Что за сон теперь овладел тобою…
Стал ты темен и меня не слышишь!
(Пер. И. М. Дьяконова)
Печаль и тоска не дают Гильгамешу покоя, и он решает отправиться в далекое путешествие через неприступные горы и «воды смерти», чтобы дойти до того места, где находится Ут-напиштим (аккадский Зиусудра). Этот правитель Шуруппака, которого боги одарили бессмертием, может помочь Гильгамешу, он может открыть ему тайну вечной жизни. Гордый и бесстрашный герой преодолевает горы и широкие долины, сражается с дикими зверями, страдает от голода и жажды. И вот, вконец измученный, он достигает «первозданного моря», переплывает «воды смерти» и предстает перед Ут-напиштимом. Своим видом он совсем не похож на героя: исхудавший, изнуренный, одетый в звериные шкуры, грязный, с падающими на плечи спутанными волосами и растрепанной бородой, он напоминает жалкого нищего.
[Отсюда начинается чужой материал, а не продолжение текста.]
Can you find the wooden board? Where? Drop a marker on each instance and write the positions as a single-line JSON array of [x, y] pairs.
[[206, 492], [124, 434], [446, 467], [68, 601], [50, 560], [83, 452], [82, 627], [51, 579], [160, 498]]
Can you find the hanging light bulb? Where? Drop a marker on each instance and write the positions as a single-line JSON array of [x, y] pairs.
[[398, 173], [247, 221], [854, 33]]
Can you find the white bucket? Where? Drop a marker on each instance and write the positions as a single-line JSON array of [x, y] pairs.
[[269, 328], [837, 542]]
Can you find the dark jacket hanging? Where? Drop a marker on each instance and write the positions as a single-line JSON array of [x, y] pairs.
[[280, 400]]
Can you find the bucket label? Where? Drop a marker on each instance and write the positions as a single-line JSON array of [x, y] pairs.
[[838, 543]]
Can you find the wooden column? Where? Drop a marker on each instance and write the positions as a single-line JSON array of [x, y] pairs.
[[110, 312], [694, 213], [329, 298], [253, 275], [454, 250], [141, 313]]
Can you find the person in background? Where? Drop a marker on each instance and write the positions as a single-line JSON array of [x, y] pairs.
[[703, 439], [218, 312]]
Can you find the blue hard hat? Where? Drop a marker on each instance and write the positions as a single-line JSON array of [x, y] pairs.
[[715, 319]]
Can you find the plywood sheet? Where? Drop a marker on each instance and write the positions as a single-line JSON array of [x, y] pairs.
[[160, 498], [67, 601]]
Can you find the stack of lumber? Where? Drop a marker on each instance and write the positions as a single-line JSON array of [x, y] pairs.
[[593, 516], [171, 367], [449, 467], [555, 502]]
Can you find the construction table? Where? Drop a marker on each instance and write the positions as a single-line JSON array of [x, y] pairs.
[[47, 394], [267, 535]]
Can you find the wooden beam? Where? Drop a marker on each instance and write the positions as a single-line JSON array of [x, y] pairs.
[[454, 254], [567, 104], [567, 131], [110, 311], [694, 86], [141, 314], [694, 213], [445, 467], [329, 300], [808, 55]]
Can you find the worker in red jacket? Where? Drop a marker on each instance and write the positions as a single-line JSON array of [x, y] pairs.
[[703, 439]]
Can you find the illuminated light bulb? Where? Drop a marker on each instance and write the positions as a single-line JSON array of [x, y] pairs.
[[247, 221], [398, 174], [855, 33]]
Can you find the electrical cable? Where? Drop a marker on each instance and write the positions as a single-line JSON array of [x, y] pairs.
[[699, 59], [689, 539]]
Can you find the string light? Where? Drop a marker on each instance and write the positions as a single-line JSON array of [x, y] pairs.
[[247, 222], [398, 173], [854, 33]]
Все то время, пока шел к Ут-напиштиму, Гильгамеш размышлял о бессмертии. Пересекая равнину, он восклицал: «И сам я не так ли умру, как Энкиду?». Он не поверил словам бога: «Гильгамеш, куда ты стремишься? Жизни, что ищешь, не найдешь ты». Несмотря ни на что, надежда поддерживает его, он не может смириться:
Как же смолчу я, как успокоюсь?
Друг мой любимый стал землею!
Энкиду, друг мой любимый, стал землею!
Так же как он, и я не лягу ль,
Чтоб не встать во веки веков?
(Пер. И. М. Дьяконова)
И вот Гильгамеш предстал перед Ут-напиштимом. Ут-напиштим рассказал ему о потопе и о том, как боги даровали ему бессмертие. Но сделать то же для Гильгамеша едва ли согласится кто-нибудь из богов. И тогда герой из Урука понял, что для него нет надежды. Однако случилось так, что за Гильгамеша вступилась жена Ут-напиштима. Поддавшись ее уговорам и просьбам, Ут-напиштим рассказал герою о том, где и как можно достать со дна морской пучины «растение жизни». И Гильгамеш отправляется за «травой жизни». Он ныряет глубоко в морскую пучину и достает чудесное растение. И все же решение богов непреложно: никто из смертных не будет жить вечно. Напрасно радовался Гильгамеш на обратном пути в Урук: боги следили за ним и в тот момент, когда он купался в маленькой речке, подосланная ими змея схватила «траву жизни».
Таков ли был смысл шумерской версии этого мифа, мы не знаем. Хотя известно, что и в шумерских эпических поэмах о Гильгамеше нередко рассказывалось о страхе героя перед смертью и о его мечте стать бессмертным. Эти мотивы звучат как в мифе «Гильгамеш, анкиду и подземное царство», в котором владыка Урука с тревогой расспрашивает об «образе жизни» теней в Куре, так и в легенде, названной исследователями «Гильгамеш и Страна живых».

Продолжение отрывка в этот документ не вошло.